Moins surprenant est  la deuxième place de la France, pour deux raisons. La première tient au dynamisme intrinsèque du marché intérieur, motivé par un taux d’équipement des foyers à pourvoir parmi les plus forts, donc attractifs, d’Europe occidentale. La seconde réside dans la performance des fabricants allemands sur notre territoire, soit par le biais de l’omniprésence de Nobilia dans les enseignes de la grande distribution, soit par celle plus diversifiée mais très forte occupée chez les cuisinistes indépendants – constituant entre deux tiers et trois quarts des magasins – par les autres poids lourds de l’industrie germanique (Schüller/ next125, Häcker, Nolte Küchen, Alno encore en 2016) et par les firmes de taille intermédiaire (Leicht, Siematic, Allmilmö, etc.), auxquels s’ajoutent les deux marques haut de gamme Poggenpohl et Bulthaup ; même leurs volumes restent marginaux).
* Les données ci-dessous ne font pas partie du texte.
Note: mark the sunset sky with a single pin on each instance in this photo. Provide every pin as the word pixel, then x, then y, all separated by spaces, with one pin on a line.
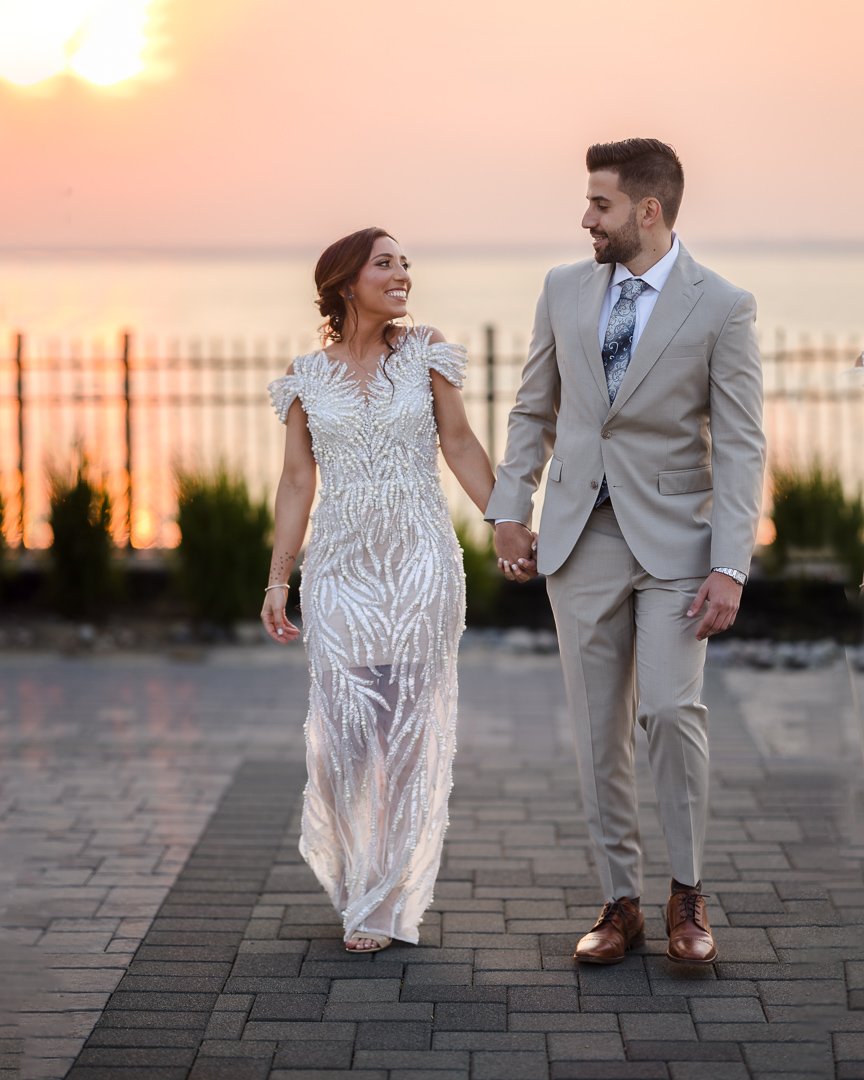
pixel 454 123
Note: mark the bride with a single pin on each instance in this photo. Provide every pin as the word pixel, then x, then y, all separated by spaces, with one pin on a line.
pixel 382 591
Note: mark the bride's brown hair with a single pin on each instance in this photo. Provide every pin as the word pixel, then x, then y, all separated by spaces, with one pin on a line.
pixel 336 271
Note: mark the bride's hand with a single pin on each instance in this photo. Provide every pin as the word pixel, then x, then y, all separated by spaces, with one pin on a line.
pixel 274 619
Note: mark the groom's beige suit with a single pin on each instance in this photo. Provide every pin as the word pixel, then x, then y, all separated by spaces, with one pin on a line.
pixel 683 451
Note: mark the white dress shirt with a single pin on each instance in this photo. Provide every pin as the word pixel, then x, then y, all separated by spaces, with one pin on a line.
pixel 656 277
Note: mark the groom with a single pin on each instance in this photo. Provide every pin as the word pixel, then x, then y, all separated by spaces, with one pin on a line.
pixel 644 387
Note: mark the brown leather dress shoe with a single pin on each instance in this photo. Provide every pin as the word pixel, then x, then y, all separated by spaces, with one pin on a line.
pixel 690 940
pixel 620 926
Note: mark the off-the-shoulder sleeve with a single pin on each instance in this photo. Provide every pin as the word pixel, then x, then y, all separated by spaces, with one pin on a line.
pixel 449 360
pixel 283 391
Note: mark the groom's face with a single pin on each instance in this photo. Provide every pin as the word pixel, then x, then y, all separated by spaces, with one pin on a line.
pixel 610 218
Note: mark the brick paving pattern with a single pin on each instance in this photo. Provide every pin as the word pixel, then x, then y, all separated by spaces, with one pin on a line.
pixel 159 922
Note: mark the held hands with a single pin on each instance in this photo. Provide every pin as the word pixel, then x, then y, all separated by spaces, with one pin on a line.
pixel 273 617
pixel 723 596
pixel 516 549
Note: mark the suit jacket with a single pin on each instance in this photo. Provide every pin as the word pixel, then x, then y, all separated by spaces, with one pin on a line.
pixel 682 446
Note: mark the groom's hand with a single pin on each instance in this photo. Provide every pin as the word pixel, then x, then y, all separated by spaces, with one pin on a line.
pixel 515 547
pixel 723 596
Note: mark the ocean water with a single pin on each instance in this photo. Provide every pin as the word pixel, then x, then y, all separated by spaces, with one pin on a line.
pixel 266 297
pixel 257 310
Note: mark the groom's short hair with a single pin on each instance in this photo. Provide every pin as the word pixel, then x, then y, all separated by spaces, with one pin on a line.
pixel 645 166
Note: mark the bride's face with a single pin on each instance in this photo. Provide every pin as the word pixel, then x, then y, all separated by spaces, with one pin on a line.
pixel 382 285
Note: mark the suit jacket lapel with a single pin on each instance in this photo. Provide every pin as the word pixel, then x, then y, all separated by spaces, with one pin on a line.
pixel 592 292
pixel 676 300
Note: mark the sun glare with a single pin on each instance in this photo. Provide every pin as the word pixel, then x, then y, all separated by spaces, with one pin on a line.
pixel 103 42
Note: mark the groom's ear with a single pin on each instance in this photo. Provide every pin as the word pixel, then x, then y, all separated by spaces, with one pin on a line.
pixel 650 212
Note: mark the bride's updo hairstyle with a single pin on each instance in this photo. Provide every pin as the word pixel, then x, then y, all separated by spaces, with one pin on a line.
pixel 336 271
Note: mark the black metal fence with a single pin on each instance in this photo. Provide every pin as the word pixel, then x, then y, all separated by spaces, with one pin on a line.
pixel 142 414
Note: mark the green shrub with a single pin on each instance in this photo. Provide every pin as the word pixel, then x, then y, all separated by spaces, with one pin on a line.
pixel 82 578
pixel 811 513
pixel 483 578
pixel 224 554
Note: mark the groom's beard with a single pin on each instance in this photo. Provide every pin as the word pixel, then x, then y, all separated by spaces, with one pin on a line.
pixel 622 245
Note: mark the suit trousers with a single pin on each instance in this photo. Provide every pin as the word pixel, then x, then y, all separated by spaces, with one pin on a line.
pixel 630 653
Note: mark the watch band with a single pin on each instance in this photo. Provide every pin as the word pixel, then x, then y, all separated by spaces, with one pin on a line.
pixel 731 572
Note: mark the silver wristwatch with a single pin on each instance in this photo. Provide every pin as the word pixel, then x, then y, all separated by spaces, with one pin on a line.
pixel 730 572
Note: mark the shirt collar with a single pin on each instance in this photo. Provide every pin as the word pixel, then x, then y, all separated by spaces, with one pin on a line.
pixel 656 275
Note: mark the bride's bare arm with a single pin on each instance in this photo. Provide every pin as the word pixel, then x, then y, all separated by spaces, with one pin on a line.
pixel 294 501
pixel 461 448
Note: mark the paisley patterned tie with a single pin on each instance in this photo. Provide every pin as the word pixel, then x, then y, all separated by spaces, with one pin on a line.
pixel 618 346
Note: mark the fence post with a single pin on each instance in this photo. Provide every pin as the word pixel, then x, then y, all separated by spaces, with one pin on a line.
pixel 19 400
pixel 490 393
pixel 127 431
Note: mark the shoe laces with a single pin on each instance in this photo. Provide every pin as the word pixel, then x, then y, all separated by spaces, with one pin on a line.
pixel 610 908
pixel 689 905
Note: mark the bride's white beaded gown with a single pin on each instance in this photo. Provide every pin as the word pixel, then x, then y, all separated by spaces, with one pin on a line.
pixel 382 599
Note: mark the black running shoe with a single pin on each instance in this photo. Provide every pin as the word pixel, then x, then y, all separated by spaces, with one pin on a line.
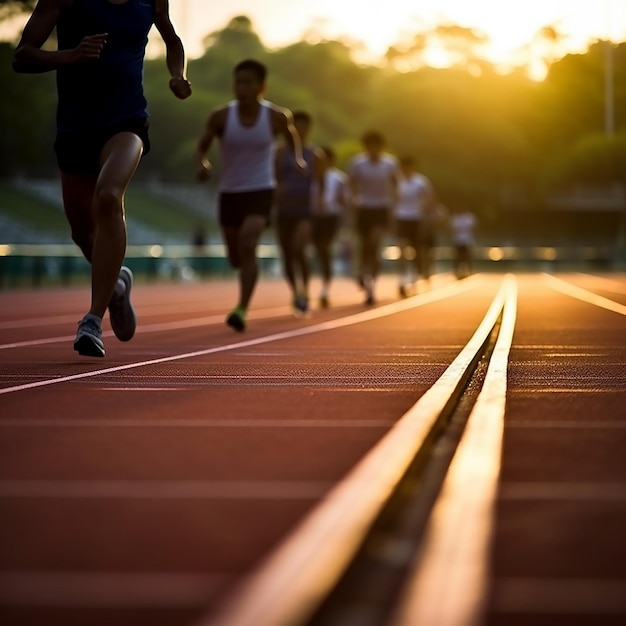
pixel 121 312
pixel 236 319
pixel 88 340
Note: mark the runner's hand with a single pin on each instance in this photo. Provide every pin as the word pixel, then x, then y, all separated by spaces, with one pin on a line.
pixel 180 87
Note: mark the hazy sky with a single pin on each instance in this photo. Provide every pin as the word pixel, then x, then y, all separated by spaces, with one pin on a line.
pixel 508 23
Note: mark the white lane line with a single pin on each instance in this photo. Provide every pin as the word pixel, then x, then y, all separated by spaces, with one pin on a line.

De fait,  l’industrie française à bien du mal à résister à cette conquête, fragilisée qu’elle est par des défaillances de firmes au cours des dix dernières années, et pénalisée par une moindre bien puissance de production dans sa globalité - et plus encore, si l’on ne compte pas les deux groupes leaders. De plus, elle ne jouit pas d’une réputation aussi laudatrice que sa concurrente allemande (le fameux « deustche qualität »). Il n’en demeure pas moins que cette deuxième place de la France, 5ème ou 6ème puissance économique mondiale, pose question, ceci d’autant plus qu’elle devance, en importations de cuisines, la Suisse, qui ne dispose pas, quant à elle, d’une forte industrie de production de cette famille de produit à l’échelle européenne.           

 

Au regard du paragraphe précédent, pourra-t-on voir un logique rapport de cause à effet avec le fait que l’Allemagne est de loin le premier pays exportateur de cuisines de la planète, avec 2,1 milliards de dollars US (environ 1,8 Mrds €) en 2016 !  Le podium est ici logique puisque suivent la Chine et l’Italie. Le même tiercé gagnant se révèle dans les balances commerciales (l’Allemagne atteignant une valeur positive de près de 2 milliards de dollars (environ 1,7 Mrds €), ce qui traduit la difficulté pour les firmes étrangères d’investir son marché domestique). Au bas du classement, on trouve les États-Unis (avec un déficit net de 1,3 milliard de dollars), la France et la Suisse.

 

Le CSIL conclut en précisant que « le secteur des meubles de cuisine n’est pas aussi ouvert au commerce international que les autres secteurs de l’ameublement. Ce secteur est moins soumis à la pénétration des importations (environ 10%), probablement en raison des travaux d’installation et des différences de normes existant entre les pays. »

 

Jérôme Alberola

 

Source : Créé à Milan (Italie) en 1980, le Centre for Industrial Studies (CSIL) est une société indépendante de recherche et de conseil spécialisée dans la recherche économique appliquée, l'évaluation de projets d'investissement public, l'instruction de projets d'infrastructure, le soutien aux programmes et politiques de développement, l'analyse de marché et l'économie des PME.